Research shows that the average down market lasts three to four months. However, it is not the short-lived down market periods that active investors should worry about, but the occasional longer and sustained down market periods, such as the one we are now experiencing. All ‘long’ strategies, whether they are Buy & Hold or more active, will go into drawdown during sustained bear market periods. The perennial active and passive investment dilemma is that nobody really knows when the prolonged bear period will occur or how long it will last. However most investors live in fear of such a situation and it is this fear that causes investors to become inconsistent in their actions during the down period and the ensuing positive market periods.
Why is there fear of such market periods? Because people fear losing. Is it a comfortable feeling living in fear of such market periods? Probably not. Would investment life be more liberating if such fears could be overcome? Probably so.
So how can we overcome the fear of losing? If this fear can be mastered, active investment will become much simpler and more enjoyable.
Most try to handle it by looking for a reason for their loss, hence analysing charts and indicators.

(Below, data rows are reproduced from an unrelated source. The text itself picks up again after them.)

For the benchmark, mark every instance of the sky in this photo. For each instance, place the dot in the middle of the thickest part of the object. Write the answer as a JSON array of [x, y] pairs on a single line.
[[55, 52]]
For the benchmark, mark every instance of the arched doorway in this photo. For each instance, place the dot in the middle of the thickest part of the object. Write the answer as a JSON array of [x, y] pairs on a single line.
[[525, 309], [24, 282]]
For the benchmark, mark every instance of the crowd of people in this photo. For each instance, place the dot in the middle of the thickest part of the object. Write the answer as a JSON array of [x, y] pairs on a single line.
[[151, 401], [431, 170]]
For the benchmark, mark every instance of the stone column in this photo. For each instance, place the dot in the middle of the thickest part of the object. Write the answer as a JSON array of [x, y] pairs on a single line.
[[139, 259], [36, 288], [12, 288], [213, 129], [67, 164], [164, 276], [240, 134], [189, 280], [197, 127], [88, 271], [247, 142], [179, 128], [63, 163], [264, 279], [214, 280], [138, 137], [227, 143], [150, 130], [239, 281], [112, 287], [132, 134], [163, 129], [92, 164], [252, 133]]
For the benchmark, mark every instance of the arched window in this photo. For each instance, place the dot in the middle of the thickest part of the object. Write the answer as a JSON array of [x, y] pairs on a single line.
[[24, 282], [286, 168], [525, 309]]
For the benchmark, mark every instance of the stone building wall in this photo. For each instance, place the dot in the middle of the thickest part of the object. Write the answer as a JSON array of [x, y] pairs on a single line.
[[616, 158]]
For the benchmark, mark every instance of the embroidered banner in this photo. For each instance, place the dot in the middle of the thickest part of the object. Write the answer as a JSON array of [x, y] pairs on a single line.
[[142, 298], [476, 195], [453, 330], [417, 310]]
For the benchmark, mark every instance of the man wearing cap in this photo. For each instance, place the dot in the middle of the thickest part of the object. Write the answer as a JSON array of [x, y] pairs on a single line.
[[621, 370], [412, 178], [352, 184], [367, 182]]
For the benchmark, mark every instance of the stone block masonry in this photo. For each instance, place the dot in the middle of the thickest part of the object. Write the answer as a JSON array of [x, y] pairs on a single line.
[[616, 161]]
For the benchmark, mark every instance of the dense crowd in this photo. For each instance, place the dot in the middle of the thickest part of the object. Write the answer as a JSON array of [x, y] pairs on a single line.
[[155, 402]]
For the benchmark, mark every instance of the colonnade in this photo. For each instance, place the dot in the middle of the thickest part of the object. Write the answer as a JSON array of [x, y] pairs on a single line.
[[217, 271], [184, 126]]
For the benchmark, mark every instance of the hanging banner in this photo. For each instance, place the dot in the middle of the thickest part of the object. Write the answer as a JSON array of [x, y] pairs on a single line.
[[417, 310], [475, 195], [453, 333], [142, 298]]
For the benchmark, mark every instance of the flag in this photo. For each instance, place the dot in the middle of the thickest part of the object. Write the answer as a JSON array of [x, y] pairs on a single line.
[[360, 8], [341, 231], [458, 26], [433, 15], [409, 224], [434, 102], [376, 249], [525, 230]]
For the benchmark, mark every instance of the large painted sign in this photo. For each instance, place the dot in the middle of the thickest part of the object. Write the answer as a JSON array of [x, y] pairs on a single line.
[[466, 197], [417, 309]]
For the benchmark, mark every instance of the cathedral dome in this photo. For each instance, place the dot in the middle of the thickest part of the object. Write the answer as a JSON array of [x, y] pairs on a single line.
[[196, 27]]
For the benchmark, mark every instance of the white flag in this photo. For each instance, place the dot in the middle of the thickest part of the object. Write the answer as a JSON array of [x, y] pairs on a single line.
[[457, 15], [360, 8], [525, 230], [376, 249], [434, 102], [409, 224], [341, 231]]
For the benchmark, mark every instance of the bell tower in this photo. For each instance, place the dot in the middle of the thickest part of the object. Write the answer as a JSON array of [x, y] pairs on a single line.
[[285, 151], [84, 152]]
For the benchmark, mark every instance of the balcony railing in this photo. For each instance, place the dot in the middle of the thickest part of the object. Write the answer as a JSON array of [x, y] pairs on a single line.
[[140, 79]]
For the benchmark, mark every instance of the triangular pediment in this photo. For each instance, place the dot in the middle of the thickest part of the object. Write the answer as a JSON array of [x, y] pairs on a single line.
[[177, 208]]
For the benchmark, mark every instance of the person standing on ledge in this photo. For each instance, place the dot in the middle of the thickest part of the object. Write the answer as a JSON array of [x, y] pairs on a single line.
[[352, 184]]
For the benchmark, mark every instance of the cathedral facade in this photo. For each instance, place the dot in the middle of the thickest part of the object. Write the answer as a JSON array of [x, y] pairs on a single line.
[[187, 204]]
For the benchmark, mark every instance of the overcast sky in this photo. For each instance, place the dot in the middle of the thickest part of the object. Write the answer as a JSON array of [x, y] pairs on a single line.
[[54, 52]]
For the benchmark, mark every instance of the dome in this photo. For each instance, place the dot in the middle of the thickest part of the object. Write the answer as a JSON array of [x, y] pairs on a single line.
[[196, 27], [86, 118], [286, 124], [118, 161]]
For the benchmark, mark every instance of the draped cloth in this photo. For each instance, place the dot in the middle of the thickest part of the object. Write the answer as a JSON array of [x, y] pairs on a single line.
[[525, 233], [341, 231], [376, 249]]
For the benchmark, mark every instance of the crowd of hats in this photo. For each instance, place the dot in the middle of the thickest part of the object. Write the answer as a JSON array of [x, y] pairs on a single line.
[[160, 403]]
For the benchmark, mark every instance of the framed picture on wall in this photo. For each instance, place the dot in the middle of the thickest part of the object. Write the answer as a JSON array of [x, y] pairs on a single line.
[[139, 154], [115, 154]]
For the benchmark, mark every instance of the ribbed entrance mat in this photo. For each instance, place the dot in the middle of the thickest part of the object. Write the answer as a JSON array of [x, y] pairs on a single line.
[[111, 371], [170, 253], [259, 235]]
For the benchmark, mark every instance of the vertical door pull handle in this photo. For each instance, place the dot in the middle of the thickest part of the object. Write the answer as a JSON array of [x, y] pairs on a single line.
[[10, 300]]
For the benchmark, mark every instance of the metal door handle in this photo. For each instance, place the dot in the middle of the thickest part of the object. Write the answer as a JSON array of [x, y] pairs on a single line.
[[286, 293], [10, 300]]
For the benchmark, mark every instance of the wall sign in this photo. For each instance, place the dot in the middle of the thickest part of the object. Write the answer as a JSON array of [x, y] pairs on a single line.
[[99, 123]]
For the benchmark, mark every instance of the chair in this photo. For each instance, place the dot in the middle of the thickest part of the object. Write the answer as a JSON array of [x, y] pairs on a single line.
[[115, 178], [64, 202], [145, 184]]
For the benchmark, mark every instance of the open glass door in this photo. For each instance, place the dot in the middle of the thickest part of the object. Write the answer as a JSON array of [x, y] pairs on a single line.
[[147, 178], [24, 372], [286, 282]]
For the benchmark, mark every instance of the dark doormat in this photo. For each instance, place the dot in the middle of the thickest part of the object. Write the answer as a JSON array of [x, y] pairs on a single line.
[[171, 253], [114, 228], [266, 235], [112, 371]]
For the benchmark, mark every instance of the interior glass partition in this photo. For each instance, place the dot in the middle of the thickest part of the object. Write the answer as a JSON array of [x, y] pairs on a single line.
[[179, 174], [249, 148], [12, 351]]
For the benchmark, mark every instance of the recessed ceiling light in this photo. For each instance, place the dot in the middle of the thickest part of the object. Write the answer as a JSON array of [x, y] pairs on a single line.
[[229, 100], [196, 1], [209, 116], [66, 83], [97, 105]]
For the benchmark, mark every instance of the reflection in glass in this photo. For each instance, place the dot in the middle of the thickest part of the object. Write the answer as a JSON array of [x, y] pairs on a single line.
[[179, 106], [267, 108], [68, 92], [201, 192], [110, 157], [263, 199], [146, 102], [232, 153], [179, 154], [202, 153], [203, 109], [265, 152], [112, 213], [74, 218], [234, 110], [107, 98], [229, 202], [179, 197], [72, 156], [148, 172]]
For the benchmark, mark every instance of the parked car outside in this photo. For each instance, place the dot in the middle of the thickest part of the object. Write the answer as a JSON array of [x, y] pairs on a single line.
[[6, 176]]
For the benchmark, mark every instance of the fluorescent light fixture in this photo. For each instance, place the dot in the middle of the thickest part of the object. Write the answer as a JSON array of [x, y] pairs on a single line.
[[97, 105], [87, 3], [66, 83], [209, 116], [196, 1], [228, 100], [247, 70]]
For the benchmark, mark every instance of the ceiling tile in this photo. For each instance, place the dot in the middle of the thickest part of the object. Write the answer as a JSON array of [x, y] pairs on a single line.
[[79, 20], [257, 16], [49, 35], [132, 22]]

However there will always be loss trades. So fear is impossible to analyse away unless a perfect solution can be found in which there is never any loss or drawdown. Such analysis is an infinite task that has a limitless path. If it is impossible to achieve a lossless environment through analysis in order to overcome the fear of loss, then another way has to be found to overcome the fear.
You can achieve this by changing the way you think about the market, by learning to think from the market’s perspective as we have said before. Why do we need to think from the market’s perspective? Because understanding why and how the market moves makes us empathetic with the market, we become one with the market’s movements, we become an insider looking out rather than being an outsider looking in. Markets do move up and down, not just up. An obvious statement we could assume. So why do people have an eternal expectation of upward movement only and become despondent when downward price movement prevails?
Another way to think about the market is to accept that down periods are good for the market because they allow the market to catch its breath. Down periods provide the setup for new upward moves. Up periods, which bring profits, follow down periods. This is the law of polarity—everything has an equal but opposite polarity: there are ups and there are downs, there is hot and there is cold, there is good and there is bad, there is outside and there is inside, there is long and there is short, hate and love, pain and pleasure, win and loss, bitter and sweet, good shots and bad shots, etc. As an imperfect growing human being, in every endeavour we will experience positive and negative outcomes. This is the law of polarity.
In the context of the market down periods causes drawdown in portfolios and generate loss trades. All of these movements are a necessary part of the anatomy of the market. We must encourage ourselves to accept down markets rather than feel fear, despair, frustration and anger. We must learn to accept drawdown in our portfolios as a necessary occurrence of active investment. Whilst still tough, this is easier when using a proven system with a positive expectancy.